Parse DMARC Reports

• Email Monitoring: Connects to an IMAP server to fetch DMARC report emails.
• Attachment Handling: Downloads and processes attachments, specifically zip files containing DMARC reports.
• XML Parsing: Extracts and parses XML data from DMARC reports.
• Data Mapping & Transformation: Selects and formats key data points from the DMARC reports for database insertion.
• Date Formatting: Converts date values to a MySQL-compatible format.
• Database Integration: Inserts processed DMARC data into a MySQL database.
• Conditional Notifications: Triggers notifications (Slack and/or email) for failed DKIM or SPF evaluations.

1. Email Trigger (IMAP): Configure your IMAP account credentials to connect to the mailbox where DMARC reports are received. Ensure downloadAttachments is set to true.
2. Unzip File: This node automatically handles the unzipping of the attachment. The binaryPropertyName should match the output of the IMAP node (e.g., attachment_0).
3. Extract XML data: Extracts data from the unzipped file. The binaryPropertyName should be the output of the previous Unzip File node (e.g., file_0).
4. Parse XML data to JSON: Converts the extracted XML data into a JSON format that n8n can process.
5. If multiple records to parse: This If node checks if there are multiple records within the DMARC report. The condition {{ $json.feedback.record[0] }} checks for the existence of the first record.
   • If True (Multiple Records): The flow goes to Split Out For Separate Entries.
   • If False (Single Record or No Record): The flow goes to Rename column for consistency.
6. Split Out For Separate Entries: Splits the feedback.record field into individual entries if multiple DMARC records are present.
7. Rename Keys: Renames the feedback.record to fbr for easier access in subsequent nodes. This node is crucial for handling multiple DMARC records.
8. Rename column for consistency: This node ensures the feedback.record is available under the fbr key, even if Split Out For Separate Entries was bypassed.
9. Map fields for DB input and parse: This Set node maps and transforms the parsed DMARC data into fields suitable for database insertion.
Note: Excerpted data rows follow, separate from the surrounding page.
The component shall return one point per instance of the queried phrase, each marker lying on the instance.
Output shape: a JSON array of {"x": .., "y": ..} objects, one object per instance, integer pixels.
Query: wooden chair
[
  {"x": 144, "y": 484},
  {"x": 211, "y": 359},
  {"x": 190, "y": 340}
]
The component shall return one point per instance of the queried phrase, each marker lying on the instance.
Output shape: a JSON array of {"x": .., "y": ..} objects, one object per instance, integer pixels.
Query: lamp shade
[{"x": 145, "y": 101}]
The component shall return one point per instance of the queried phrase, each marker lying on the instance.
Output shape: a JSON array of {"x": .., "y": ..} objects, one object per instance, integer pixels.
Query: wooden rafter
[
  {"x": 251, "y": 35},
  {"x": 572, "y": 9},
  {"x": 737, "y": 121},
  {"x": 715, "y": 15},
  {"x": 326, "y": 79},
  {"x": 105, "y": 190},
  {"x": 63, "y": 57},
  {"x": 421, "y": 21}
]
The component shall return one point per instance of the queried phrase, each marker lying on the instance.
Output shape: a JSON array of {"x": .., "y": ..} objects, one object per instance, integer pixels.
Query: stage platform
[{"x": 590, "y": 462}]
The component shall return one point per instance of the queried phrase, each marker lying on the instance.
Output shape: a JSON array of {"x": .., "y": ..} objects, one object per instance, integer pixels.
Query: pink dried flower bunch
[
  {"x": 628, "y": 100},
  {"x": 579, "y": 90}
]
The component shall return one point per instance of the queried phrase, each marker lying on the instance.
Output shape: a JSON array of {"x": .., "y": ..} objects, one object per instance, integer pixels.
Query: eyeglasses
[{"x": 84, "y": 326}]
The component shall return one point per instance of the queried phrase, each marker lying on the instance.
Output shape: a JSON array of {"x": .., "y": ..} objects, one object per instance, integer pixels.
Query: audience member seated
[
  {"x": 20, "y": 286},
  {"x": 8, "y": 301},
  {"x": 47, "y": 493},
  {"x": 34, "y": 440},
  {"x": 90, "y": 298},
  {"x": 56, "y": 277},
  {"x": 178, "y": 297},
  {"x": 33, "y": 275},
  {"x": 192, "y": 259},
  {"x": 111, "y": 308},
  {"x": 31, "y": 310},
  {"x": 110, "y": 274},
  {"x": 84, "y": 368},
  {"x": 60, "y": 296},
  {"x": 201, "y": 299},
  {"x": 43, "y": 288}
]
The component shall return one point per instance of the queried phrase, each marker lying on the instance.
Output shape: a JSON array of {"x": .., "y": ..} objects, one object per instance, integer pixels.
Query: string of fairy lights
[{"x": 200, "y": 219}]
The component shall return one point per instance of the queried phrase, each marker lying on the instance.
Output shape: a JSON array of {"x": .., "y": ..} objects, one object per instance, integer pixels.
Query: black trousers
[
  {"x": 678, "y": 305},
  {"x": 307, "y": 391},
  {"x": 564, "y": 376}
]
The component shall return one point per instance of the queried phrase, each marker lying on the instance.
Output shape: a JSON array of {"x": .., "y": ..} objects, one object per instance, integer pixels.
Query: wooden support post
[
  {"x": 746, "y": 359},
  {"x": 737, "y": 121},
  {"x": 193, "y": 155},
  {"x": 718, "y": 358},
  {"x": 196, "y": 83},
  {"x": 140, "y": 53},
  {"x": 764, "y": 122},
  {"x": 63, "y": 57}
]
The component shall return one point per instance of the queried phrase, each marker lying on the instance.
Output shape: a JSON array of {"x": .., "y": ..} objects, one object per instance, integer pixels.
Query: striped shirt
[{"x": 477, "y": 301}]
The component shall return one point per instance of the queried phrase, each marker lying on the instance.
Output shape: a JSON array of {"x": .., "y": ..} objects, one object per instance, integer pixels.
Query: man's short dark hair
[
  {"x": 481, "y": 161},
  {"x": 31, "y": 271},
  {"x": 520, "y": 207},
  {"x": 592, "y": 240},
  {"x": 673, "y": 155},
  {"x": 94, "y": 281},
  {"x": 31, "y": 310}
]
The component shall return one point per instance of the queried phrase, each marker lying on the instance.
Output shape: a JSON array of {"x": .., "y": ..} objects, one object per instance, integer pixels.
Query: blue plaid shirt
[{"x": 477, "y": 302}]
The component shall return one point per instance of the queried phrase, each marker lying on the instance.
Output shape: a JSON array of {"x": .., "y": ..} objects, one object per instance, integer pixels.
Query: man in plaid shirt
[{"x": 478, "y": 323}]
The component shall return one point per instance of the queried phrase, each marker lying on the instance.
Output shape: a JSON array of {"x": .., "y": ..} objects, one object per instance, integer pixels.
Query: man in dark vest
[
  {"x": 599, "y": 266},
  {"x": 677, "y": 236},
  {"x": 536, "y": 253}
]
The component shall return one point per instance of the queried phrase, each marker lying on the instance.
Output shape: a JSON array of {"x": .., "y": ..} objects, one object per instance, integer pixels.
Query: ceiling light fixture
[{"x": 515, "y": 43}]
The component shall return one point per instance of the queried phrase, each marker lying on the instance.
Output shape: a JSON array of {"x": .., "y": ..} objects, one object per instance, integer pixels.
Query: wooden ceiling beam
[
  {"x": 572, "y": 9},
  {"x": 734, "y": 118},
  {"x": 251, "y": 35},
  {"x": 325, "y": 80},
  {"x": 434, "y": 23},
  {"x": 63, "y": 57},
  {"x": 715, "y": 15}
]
It also prepares date fields for formatting.
10. Begin format date: Formats the date_range_begin field into yyyy-MM-dd hh:mm:ss format.
11. End date format: Formats the date_range_end field into yyyy-MM-dd hh:mm:ss format.
12. Input into database: Connects to your MySQL database and inserts the processed DMARC data into the dmarc table. Ensure your MySQL credentials and database table are correctly configured.
13. If issue with DKIM or SPF: This If node checks if the evaluated_dkim or evaluated_spf fields are not 'pass'.
    • If True (Issue Found): The flow proceeds to the notification nodes.
14. Slack Post Message On Channel: (Disabled by default) If enabled, this node posts a notification message to a Slack channel detailing the DMARC evaluation failure. Configure your Slack credentials and channel.
15. Send Error Notification Email: (Disabled by default) If enabled, this node sends an email notification detailing the DMARC evaluation failure. Configure your email sending credentials and recipient.

Setup Reminders:

• Ensure your IMAP mailbox is correctly set up and accessible.
• Configure your MySQL database credentials and ensure the dmarc table exists with the necessary columns.
• Set up Slack or email notification channels if you wish to receive alerts.